Dans la carlingue, cinq personnes, spécialisées dans le sécurité des vols d’essai, observent tout ce qui se passe en dehors du cockpit. Leur combinaison orange et leur mission de surveillance leur valent le surnom d’Orange Angels. Mais il n’y a pas que leur combinaison qui les distingue des autres passagers : ils sont aussi les seuls à pouvoir se tenir debout, quelle que soit la position de l’avion ! Ce que les Orange Angels redoutent le plus, ce sont les risques d’explosion ou d’incendie. Certains chercheurs font des expériences de combustion, d’autres utilisent des produits inflammables et un court-circuit dans les nombreux câbles électriques alimentant les instruments scientifiques est toujours à redouter.

« Cela étant dit, les incidents graves sont extrêmement rares, explique le Dr Laurent Massoure, médecin chez les Orange Angels. Le gros de notre travail consiste à apporter un peu de réconfort à ceux qui souffrent du mal des transports. »

Les statistiques sont cruelles : en dépit des puissants médicaments distribués avant le vol, un bon tiers des passagers sont malades au cours d’un vol parabolique. Et, lorsqu’un Orange Angel vole au secours d’un chercheur (ou d’un journaliste…), c’est le plus souvent pour lui donner un petit sachet en papier. Et lui conseiller de le refermer avant la prochaine phase d’apesanteur.

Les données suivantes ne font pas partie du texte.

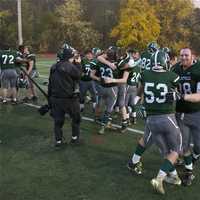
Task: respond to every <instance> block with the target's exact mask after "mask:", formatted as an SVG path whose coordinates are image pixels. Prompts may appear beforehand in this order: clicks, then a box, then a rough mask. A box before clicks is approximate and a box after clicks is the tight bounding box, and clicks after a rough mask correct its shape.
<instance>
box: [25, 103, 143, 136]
mask: <svg viewBox="0 0 200 200" xmlns="http://www.w3.org/2000/svg"><path fill="white" fill-rule="evenodd" d="M24 104H25V105H27V106H30V107H33V108H37V109H38V108H40V106H38V105H34V104H32V103H24ZM82 119H83V120H85V121H89V122H94V119H92V118H90V117H84V116H83V117H82ZM112 125H113V127H115V128H121V126H119V125H118V124H112ZM127 130H128V131H130V132H134V133H138V134H141V135H143V134H144V131H141V130H138V129H134V128H127Z"/></svg>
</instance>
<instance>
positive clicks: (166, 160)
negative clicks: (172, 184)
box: [157, 159, 174, 180]
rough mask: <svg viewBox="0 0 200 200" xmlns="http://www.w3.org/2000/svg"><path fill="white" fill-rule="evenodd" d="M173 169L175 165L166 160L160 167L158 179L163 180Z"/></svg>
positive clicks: (167, 160) (158, 174)
mask: <svg viewBox="0 0 200 200" xmlns="http://www.w3.org/2000/svg"><path fill="white" fill-rule="evenodd" d="M173 169H174V165H173V164H172V163H171V162H170V161H169V160H168V159H165V160H164V162H163V164H162V165H161V167H160V170H159V172H158V175H157V178H160V179H162V180H163V179H164V178H165V176H166V175H167V173H169V172H170V171H172V170H173Z"/></svg>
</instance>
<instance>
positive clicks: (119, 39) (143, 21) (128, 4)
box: [111, 0, 160, 49]
mask: <svg viewBox="0 0 200 200" xmlns="http://www.w3.org/2000/svg"><path fill="white" fill-rule="evenodd" d="M159 33H160V25H159V20H158V19H157V17H156V16H155V10H154V8H153V7H152V6H150V5H149V3H148V1H147V0H142V1H140V3H138V0H127V1H123V7H122V9H121V10H120V19H119V23H118V25H117V26H116V27H114V29H113V30H112V32H111V37H115V38H117V44H118V45H120V46H122V47H127V46H130V45H131V46H135V47H137V48H138V49H143V48H144V47H146V44H147V43H148V42H150V41H153V40H157V38H158V37H159Z"/></svg>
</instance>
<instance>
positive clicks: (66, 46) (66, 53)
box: [57, 42, 76, 61]
mask: <svg viewBox="0 0 200 200" xmlns="http://www.w3.org/2000/svg"><path fill="white" fill-rule="evenodd" d="M75 51H76V50H75V49H74V48H73V47H71V46H70V45H69V44H67V43H66V42H65V43H64V44H63V45H62V46H61V48H60V49H59V51H58V53H57V61H61V60H64V59H65V58H68V57H72V55H73V54H74V53H75ZM69 54H71V55H69ZM66 55H67V56H66Z"/></svg>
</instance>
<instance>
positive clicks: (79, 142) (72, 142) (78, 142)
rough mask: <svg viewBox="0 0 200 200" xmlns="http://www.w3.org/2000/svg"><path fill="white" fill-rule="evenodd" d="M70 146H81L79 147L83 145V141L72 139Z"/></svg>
mask: <svg viewBox="0 0 200 200" xmlns="http://www.w3.org/2000/svg"><path fill="white" fill-rule="evenodd" d="M70 144H71V145H73V146H79V145H81V144H83V141H82V140H80V139H71V141H70Z"/></svg>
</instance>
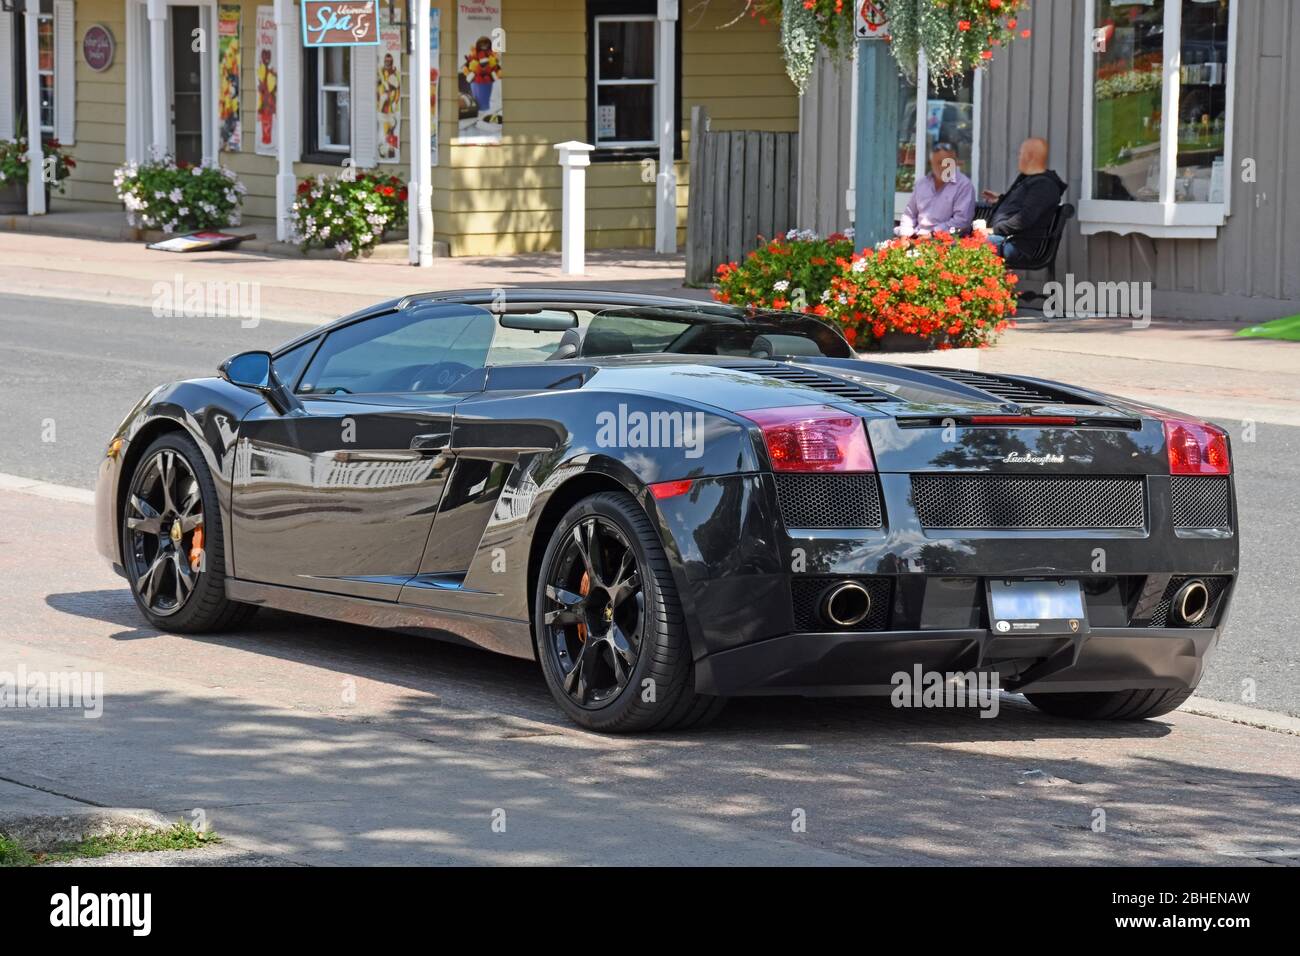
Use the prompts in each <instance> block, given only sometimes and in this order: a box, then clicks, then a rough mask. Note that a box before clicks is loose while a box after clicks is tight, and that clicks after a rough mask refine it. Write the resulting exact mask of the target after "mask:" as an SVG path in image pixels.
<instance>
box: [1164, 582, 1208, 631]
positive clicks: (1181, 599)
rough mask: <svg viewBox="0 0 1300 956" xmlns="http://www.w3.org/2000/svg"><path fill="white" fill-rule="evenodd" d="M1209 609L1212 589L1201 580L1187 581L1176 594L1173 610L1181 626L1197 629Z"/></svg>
mask: <svg viewBox="0 0 1300 956" xmlns="http://www.w3.org/2000/svg"><path fill="white" fill-rule="evenodd" d="M1209 609H1210V589H1209V588H1206V587H1205V581H1203V580H1200V579H1193V580H1190V581H1187V584H1184V585H1183V587H1180V588H1179V589H1178V593H1175V594H1174V601H1173V607H1171V610H1173V611H1174V619H1175V620H1178V622H1179V623H1180V624H1184V626H1187V627H1195V626H1196V624H1199V623H1201V620H1204V619H1205V615H1206V613H1209Z"/></svg>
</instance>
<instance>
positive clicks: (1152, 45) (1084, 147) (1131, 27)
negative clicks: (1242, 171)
mask: <svg viewBox="0 0 1300 956" xmlns="http://www.w3.org/2000/svg"><path fill="white" fill-rule="evenodd" d="M1235 13H1236V4H1235V3H1234V0H1091V3H1089V5H1088V10H1087V14H1088V16H1087V20H1088V29H1089V36H1088V51H1087V53H1086V56H1087V62H1088V79H1089V86H1091V90H1092V100H1091V103H1088V104H1087V109H1088V116H1089V118H1091V122H1089V124H1088V125H1087V127H1086V130H1084V160H1086V166H1087V168H1086V169H1084V178H1086V183H1087V185H1086V190H1087V193H1086V195H1084V196H1083V199H1082V200H1080V204H1079V222H1080V226H1082V229H1083V233H1084V234H1086V235H1091V234H1093V233H1100V232H1118V233H1130V232H1140V233H1145V234H1148V235H1162V237H1170V238H1213V237H1214V235H1216V230H1217V228H1218V226H1219V225H1222V222H1223V219H1225V216H1226V215H1227V203H1229V190H1230V182H1229V177H1227V174H1226V173H1227V164H1229V161H1230V159H1229V156H1227V144H1229V143H1230V142H1231V135H1230V126H1231V122H1232V118H1231V113H1232V104H1231V90H1232V44H1234V43H1235V35H1234V34H1235V26H1234V18H1235Z"/></svg>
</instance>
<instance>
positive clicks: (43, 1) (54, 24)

Ce qui n’empêche pas l’entreprise française qui gère l’Airbus G Zéro, la société Novespace (une filiale du CNES, l’Agence spatiale française), d’envisager l’organisation de vols paraboliques touristiques. L’Agence spatiale russe organise déjà, depuis un certain temps, ce type de vols. Mais, vu le prix du billet (6 000 dollars !), elle n’attire pour l’instant que de riches Américains. « Nous avons déjà été sollicités à plusieurs reprises par des agences spécialisées dans des voyages d’aventures, explique l’un des responsables de Novespace, Thierry Gharib. La taille de l’Airbus permettrait d’embarquer beaucoup plus de personnes que l’Iliouchine russe. Nous pourrions sans doute vendre le billet de 3 000 à 4 000 euros. » Ce qui revient à quelque 300 euros la minute d’apesanteur.

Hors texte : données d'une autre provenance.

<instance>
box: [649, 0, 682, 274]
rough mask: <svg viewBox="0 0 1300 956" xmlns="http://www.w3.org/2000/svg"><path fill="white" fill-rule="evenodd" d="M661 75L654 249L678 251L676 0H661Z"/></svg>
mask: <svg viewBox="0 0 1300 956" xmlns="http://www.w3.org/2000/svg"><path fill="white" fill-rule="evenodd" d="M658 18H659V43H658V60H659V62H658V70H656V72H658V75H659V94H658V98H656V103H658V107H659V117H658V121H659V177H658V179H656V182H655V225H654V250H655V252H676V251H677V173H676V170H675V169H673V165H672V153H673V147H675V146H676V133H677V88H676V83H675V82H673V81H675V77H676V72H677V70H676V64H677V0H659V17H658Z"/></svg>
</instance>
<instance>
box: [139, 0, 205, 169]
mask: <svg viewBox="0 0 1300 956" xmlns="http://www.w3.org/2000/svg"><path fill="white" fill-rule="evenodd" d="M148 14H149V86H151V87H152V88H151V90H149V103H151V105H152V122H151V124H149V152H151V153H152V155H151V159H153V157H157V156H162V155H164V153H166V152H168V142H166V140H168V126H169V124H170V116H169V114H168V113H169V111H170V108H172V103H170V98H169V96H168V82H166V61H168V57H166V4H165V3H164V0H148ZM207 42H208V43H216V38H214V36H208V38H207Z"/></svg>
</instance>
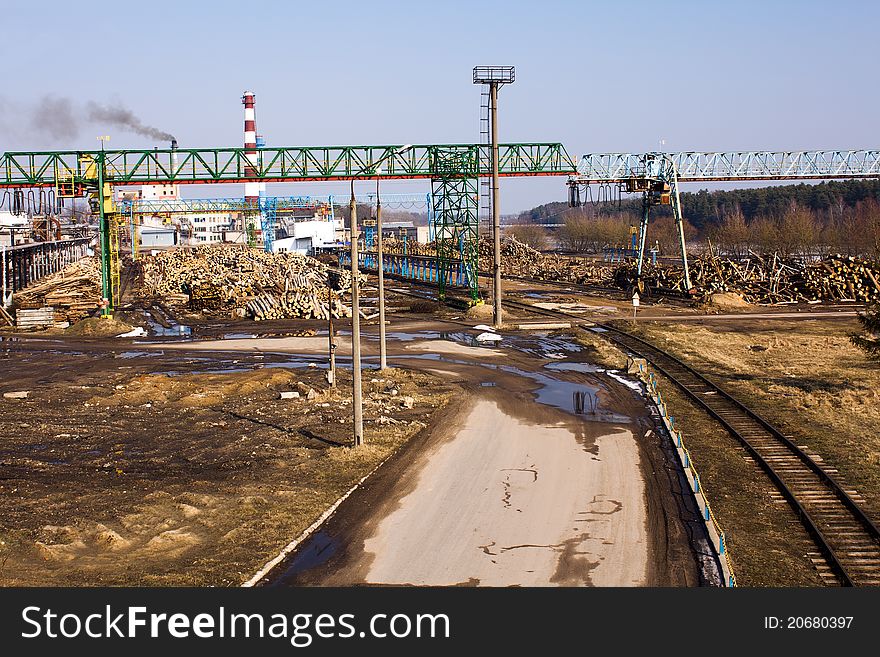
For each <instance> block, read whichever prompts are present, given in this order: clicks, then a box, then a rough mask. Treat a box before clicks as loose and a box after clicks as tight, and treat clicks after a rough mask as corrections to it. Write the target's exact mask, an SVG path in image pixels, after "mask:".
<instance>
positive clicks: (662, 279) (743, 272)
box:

Pour l’instant, ce projet se heurte à des difficultés administratives. Les vols paraboliques sont classés dans la catégorie des vols d’essai, qui interdit toute exploitation commerciale. Jusqu’à nouvel ordre, l’expérience de l’apesanteur restera donc réservée à quelques privilégiés : astronautes, chercheurs, journalistes, mais aussi des étudiants. Depuis quelques années, l’ESA organise en effet à l’intention de ces derniers des concours dont l’objet est de mettre au point une expérience à réaliser en microgravité. Les meilleures équipes gagnent le droit de réaliser leur manipulation au cours d’un vol parabolique.